The association between S-MAS scores and future HSI suggests there may be benefit in utilising the S-MAS in the screening and evaluation of sprint running mechanics. Several authors recommend assessing and addressing running mechanics as part of holistic hamstring injury prevention and rehabilitation strategies.8 11 13 However, there has previously been a lack of methods available for practitioners to assess running mechanics in practice, with methods restricted to 3DMoCap which is not feasible to use in team sport settings. In contrast, the S-MAS is a quick and reliable method with parameters easily visible using slow-motion video footage (figure 5).
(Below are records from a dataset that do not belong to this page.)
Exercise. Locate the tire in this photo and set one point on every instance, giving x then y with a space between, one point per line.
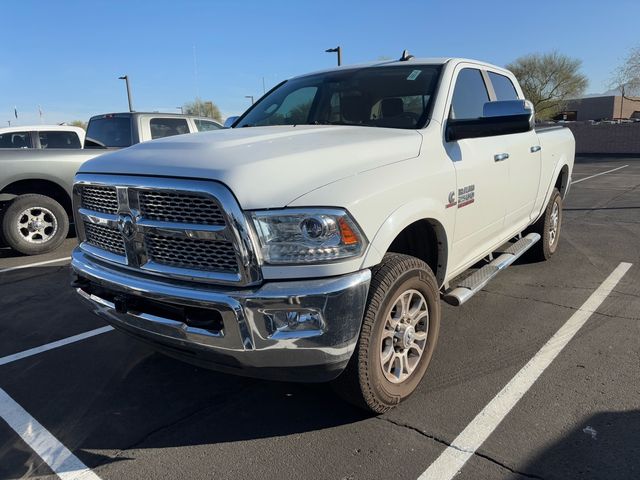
368 381
548 226
34 224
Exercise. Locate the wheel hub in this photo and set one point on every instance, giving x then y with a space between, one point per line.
404 337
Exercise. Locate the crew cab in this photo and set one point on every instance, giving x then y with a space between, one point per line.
42 136
37 166
315 239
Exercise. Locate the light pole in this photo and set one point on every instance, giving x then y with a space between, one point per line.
337 50
126 79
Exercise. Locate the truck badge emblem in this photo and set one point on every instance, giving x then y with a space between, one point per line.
126 226
452 200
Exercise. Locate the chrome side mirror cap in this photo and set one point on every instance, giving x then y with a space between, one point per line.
230 121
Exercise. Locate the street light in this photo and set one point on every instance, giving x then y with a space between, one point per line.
126 79
337 50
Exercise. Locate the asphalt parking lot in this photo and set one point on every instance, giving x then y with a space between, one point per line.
126 412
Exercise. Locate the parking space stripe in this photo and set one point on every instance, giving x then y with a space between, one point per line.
58 457
37 264
449 463
598 174
52 345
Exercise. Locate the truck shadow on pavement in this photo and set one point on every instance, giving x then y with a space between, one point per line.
605 445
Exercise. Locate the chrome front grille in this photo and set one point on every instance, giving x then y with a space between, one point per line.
104 238
192 253
180 207
177 228
100 199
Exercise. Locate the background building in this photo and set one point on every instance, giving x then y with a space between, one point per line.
606 107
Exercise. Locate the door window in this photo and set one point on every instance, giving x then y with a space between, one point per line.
205 125
503 87
167 127
59 140
469 96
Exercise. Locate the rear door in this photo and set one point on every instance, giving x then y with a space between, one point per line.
481 181
524 162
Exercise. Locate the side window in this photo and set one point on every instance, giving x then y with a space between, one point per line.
294 108
503 87
59 140
15 140
469 95
167 127
205 125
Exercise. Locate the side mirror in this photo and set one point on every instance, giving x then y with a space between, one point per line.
230 121
498 118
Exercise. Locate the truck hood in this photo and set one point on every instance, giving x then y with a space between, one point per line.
265 167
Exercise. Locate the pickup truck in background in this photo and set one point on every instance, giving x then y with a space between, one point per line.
36 171
42 137
314 240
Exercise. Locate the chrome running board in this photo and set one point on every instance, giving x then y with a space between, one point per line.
477 280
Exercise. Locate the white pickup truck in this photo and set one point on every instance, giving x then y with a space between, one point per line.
314 240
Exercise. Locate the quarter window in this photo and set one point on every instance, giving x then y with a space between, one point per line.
469 96
59 140
15 140
503 87
167 127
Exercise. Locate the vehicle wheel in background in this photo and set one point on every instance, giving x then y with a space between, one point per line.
398 335
34 224
548 226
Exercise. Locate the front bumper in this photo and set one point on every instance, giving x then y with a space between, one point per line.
304 330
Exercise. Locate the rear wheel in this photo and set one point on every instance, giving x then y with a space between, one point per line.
548 226
398 336
34 224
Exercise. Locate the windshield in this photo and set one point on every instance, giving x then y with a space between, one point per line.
110 131
393 96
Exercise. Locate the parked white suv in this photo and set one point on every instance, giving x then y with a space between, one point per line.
314 240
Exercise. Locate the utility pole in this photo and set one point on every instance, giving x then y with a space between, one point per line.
337 50
126 79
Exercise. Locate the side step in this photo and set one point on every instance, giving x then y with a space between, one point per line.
477 280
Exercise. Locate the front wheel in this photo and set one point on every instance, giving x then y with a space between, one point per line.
34 224
398 335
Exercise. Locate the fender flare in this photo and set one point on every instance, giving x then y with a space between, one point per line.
402 217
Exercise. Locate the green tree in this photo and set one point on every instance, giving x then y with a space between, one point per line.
203 108
548 80
626 78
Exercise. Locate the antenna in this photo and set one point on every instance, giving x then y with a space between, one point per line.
405 56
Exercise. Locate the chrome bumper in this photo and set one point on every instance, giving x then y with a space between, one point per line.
303 330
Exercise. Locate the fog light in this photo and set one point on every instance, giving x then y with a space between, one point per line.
294 323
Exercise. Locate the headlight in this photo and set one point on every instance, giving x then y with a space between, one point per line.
306 236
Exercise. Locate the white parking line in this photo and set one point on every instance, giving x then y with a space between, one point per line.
37 264
52 345
449 463
58 457
598 174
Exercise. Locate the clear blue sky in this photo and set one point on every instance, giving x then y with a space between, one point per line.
66 55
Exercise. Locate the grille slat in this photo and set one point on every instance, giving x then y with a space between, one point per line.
192 253
190 209
180 207
100 199
104 238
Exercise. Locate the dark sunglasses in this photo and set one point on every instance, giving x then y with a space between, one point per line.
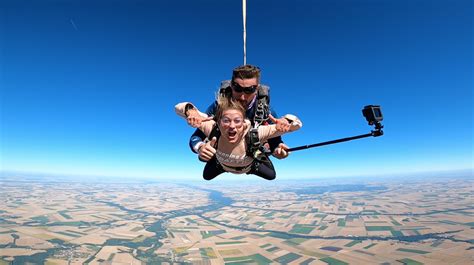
247 90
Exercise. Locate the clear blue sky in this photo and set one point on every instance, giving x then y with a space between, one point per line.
88 87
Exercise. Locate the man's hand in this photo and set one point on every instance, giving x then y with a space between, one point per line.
207 150
280 152
194 119
282 124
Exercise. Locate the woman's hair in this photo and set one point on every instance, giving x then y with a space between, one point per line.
247 71
224 103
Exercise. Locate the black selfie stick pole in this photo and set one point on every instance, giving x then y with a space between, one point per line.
377 132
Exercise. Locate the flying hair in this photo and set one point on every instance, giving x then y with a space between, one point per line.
247 71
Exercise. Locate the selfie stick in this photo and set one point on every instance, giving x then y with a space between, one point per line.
372 113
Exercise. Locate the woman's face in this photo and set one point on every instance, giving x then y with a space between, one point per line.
232 125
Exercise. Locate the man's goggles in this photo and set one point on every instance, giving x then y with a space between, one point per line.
247 90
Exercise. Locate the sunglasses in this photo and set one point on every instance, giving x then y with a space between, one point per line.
247 90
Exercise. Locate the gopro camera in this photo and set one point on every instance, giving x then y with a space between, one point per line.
373 114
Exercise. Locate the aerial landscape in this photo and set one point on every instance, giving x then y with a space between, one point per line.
43 221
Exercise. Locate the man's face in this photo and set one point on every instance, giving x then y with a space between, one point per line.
241 87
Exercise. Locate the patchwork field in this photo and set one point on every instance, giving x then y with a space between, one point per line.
409 222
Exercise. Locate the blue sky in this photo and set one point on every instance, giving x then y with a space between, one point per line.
88 87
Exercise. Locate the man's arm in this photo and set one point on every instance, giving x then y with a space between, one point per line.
274 142
197 138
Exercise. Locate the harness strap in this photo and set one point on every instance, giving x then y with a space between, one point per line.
244 18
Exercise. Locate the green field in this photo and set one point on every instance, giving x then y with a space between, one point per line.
413 250
333 261
230 242
408 261
341 222
352 243
369 246
302 229
285 259
257 258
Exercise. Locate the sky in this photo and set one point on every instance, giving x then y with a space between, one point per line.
89 87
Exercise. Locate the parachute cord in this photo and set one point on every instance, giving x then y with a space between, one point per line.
244 16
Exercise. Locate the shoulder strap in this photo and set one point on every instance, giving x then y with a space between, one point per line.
263 105
215 132
253 142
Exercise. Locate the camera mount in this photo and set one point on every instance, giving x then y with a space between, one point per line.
373 115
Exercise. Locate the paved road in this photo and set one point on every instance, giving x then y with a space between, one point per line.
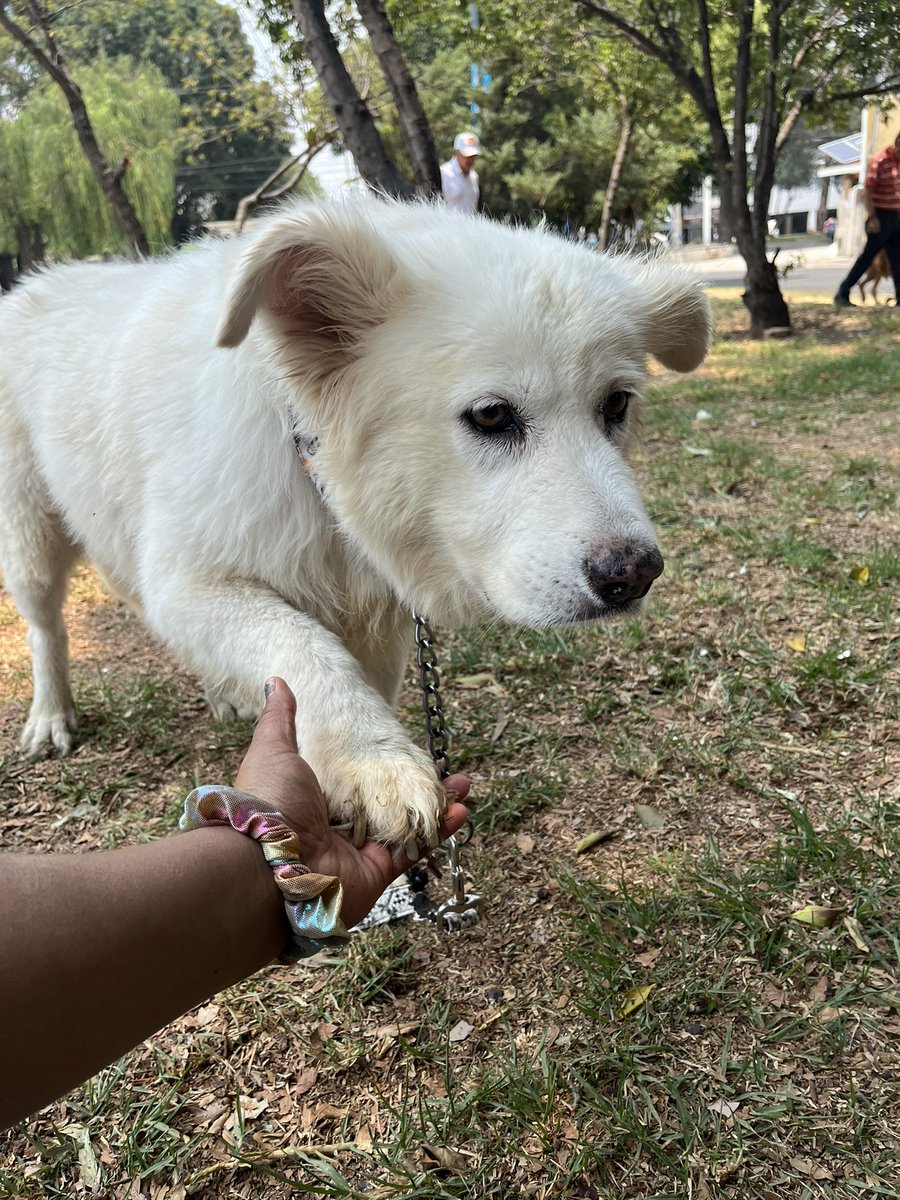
817 270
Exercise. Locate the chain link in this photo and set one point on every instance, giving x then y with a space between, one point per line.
432 705
461 910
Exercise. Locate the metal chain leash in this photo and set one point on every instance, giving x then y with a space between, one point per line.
461 910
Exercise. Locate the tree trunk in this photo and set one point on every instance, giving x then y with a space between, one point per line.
618 162
822 209
29 246
762 297
7 273
352 114
108 178
413 120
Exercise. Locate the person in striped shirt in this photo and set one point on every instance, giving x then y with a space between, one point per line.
881 197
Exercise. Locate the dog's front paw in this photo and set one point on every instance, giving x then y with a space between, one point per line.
387 791
46 732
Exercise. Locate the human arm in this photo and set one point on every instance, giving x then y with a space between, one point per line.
99 951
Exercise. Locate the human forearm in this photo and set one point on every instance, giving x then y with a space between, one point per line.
100 951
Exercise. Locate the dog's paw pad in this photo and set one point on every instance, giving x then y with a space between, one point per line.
45 735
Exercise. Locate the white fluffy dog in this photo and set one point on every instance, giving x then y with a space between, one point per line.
275 447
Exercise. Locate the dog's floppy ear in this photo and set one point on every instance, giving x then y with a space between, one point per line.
676 315
324 276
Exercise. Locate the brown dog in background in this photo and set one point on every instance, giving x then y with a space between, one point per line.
879 270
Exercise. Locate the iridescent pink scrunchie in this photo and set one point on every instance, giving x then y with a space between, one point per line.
312 901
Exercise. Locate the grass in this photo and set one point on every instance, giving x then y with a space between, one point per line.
648 1018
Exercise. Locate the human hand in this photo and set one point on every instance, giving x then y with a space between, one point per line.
274 772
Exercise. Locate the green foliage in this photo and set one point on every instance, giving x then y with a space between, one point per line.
233 126
46 180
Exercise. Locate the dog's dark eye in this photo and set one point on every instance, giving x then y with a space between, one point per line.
616 407
493 419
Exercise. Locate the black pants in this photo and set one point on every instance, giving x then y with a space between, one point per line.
887 239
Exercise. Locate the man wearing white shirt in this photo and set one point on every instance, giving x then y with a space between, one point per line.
459 179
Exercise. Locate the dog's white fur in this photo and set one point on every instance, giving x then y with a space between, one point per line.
130 437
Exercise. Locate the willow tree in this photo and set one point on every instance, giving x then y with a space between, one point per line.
31 25
754 69
48 184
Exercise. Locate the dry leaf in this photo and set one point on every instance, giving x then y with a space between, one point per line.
856 931
817 916
594 839
648 816
807 1167
364 1139
478 681
819 990
88 1164
725 1108
502 723
634 999
442 1159
208 1014
397 1029
305 1080
648 958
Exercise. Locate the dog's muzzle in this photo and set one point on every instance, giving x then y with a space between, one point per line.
623 575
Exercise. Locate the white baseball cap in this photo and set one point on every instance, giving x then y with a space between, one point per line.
467 144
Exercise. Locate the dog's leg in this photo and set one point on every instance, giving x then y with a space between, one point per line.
37 557
235 635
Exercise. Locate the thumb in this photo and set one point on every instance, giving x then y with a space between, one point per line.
275 727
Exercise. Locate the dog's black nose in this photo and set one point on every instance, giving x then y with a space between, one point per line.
623 574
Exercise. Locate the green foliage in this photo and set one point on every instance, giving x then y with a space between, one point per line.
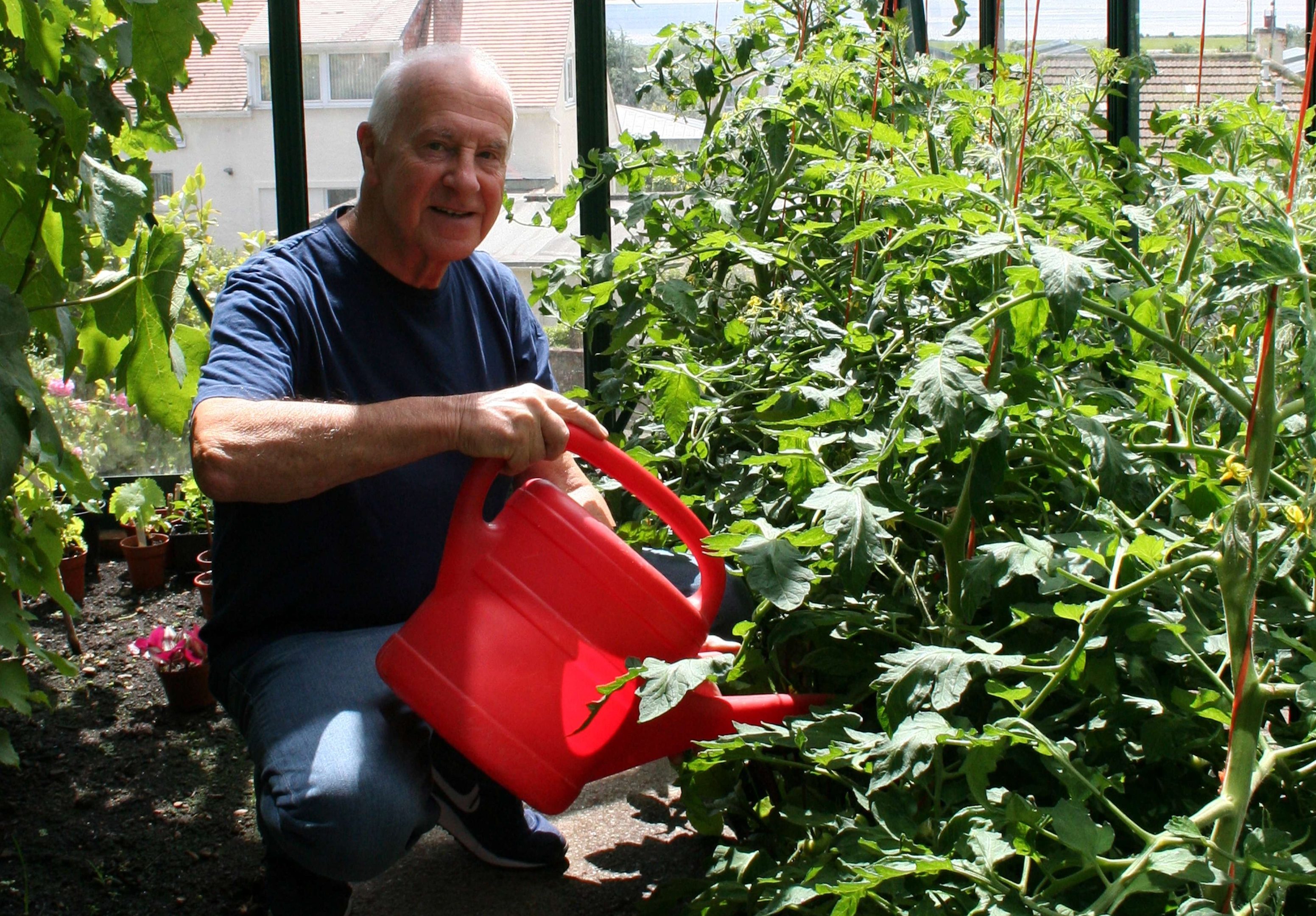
191 510
136 503
84 281
985 465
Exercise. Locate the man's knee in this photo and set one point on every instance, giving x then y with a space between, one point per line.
350 816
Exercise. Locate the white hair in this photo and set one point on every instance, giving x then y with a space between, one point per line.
388 97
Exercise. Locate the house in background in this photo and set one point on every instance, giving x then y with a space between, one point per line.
226 114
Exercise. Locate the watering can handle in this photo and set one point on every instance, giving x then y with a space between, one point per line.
632 475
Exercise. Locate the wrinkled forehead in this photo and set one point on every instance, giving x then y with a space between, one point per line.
457 94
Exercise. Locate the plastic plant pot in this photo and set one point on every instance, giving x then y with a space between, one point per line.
204 586
146 565
73 574
189 689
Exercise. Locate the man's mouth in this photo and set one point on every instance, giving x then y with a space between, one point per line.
444 211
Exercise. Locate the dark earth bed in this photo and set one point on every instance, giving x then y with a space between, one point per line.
122 806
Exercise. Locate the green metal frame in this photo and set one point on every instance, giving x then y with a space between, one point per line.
591 57
989 17
1122 20
290 126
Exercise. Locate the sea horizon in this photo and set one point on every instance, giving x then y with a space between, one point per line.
1081 20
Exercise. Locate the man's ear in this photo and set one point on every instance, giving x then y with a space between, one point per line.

Therefore, the S-MAS can be used in applied settings to evaluate, inform, and individualise training approaches based on sprint running mechanics.

Recent research highlights that targeted interventions can successfully modify sprint running mechanics.41 42 Specifically, Mendiguchia et al42 demonstrated a multimodal programme including technique training was effective in modifying mechanical features and improving sprint performance. Therefore, current methods can aid practitioners in the injury risk screening process, identifying individuals who may demonstrate ‘suboptimal’ movement patterns for which interventions can be targeted towards. However, whether interventions targeted towards sprint running mechanics can be successfully transferred to game situations and reduce HSI rates remains unknown and represents a logical next step in research.

Consent obtained directly from patient(s).

This study involves human participants and was approved by University of Salford ethics committee, reference: 5583. Participants gave informed consent to participate in the study before taking part.